Auch Allgemeinarzt Dr. Peter Heinz verlieh seiner Empörung Ausdruck. „Man benutzt uns als Watschenkasper“, ärgerte sich Heinz, der darauf hinwies, dass die Politik von der Ärzteschaft schon vor vielen Jahren auf die sich abzeichnenden Versorgungsprobleme aufmerksam gemacht worden sei. Damals seien die Ärzte nur ausgelacht worden.

Bereits 2005 habe die KV deshalb begonnen, Versorgungsforschung zu betreiben und entsprechende Zahlen, die den heutigen, eklatanten Ärztemangel offenbart hätten, vorgelegt.
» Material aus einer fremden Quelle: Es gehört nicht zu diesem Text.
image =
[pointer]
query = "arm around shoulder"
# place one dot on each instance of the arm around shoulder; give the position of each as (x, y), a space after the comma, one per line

Aber auch das hätte niemand geglaubt, und es sei nichts geschehen. „Wir erwarten von der Politik, dass sie zugibt: Ja, wir haben in der Vergangenheit Fehler gemacht und die KV hat keine Schuld an der Lage“, so Heinz.

Mittel im Strukturfonds sinken

Die Mittel im Strukturfonds, erklärte Heinz, seien begrenzt und würden durch die im TSVG verankerte extrabudgetäre Vergütung weiter sinken. Die KV investiere nun, um die Terminservicestelle auszubauen und damit - wie von der Politik gewünscht – eine Dispositionszentrale zu installieren. Damit werde die Erreichbarkeit für Patienten an sieben Tagen der Woche rund um die Uhr gewährleistet. Um das finanzieren zu können, habe sich die KV dazu entschlossen, die Niederlassungsförderung von 60 000 auf 39 000 Euro zu senken. Damals habe das Ministerium im Übrigen selbst eine Förderung von 40 000 Euro vorgeschlagen und gemeint, 60 000 Euro seien viel zu viel.

„Es ist eh schon fragwürdig, dass wir so etwas überhaupt bezahlen“, sagte Heinz. Schließlich sei die Entscheidung für oder gegen eine Niederlassung kaum von diesem Geld abhängig. „Wir machen uns krumm, das bisschen Versorgung, das noch da ist, sinnvoll zu leiten“, erklärte Heinz, der aber auch Gesprächsbereitschaft mit dem Ministerium signalisierte. Das Gegeneinander helfe nicht weiter, alle müssten an einem Strang ziehen, mahnte der KV-Chef.